Which is why it was so deceptive. When people suddenly seem much better, especially those suffering from grief or depression, it is a sign of danger. The “improvement” may mean they have decided to kill themselves. Suicide can promise liberation; an end to pain.
I called her back. I said I thought it might be good to talk more. I don’t recall the particulars. Only that I wanted to sustain the connection long enough to get a fuller sense of what had really changed. And whether she had a plan.
It was near midnight, but I suggested we meet. Looking back, I think she knew what I was thinking. Either way, she reluctantly agreed.
We both drove to a parking lot near the counseling center. We had similar cars; she sat in mine. I didn’t have to wait. Within minutes, she confirmed that she had decided to end her life and that I should not feel badly about it. Her life was over. She had a poison concoction ready. She could not go back to China. She wanted me to understand that this was the right choice. I shouldn’t try to change her mind.
Of course, I did try to change her mind. In the midst of pain, it is always hard to imagine being out of it—like severe physical agony, pain becomes the whole world. Healing takes time. All the usual things that therapists say.

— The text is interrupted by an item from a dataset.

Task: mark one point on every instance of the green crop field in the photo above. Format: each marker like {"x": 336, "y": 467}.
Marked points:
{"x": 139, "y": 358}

She repeated that I shouldn’t try to change her mind. She even reached over and grabbed my keys from the ignition so I could not drive us anywhere. She told me I should not be another person trying to control her. She had had enough. This was supposed to be a “free country.” I should let her be free.
I could not wear her down, but I also could not let her go. When she was less guarded, I got the keys back. And I drove her to the Psychiatric Emergency Department at University Hospital.
I knew that she could have grabbed the steering wheel at any moment, regaining some control and potentially killing both of us. She said she knew that too. She didn’t do it.
At the hospital, her resistance lessened, at least superficially. She told me I had betrayed her. But she didn’t run away. And, over weeks, she regained at least a modicum of hope.
I recalled the night with Lin when I heard about the new wave of “scrutiny” of international students from China and the cancellation of potentially mass numbers of visas. The provided rationale was those who had had “contact with the Chinese Communist Party.”
Lin and her family had had “contact with the Chinese Communist Party.” That party killed her father and nearly killed her. The vicious, anti-science, anti-research cultural revolution pursued by our own current ruling party would effectively kill her now. At the very least, she would feel—rightfully—raped again.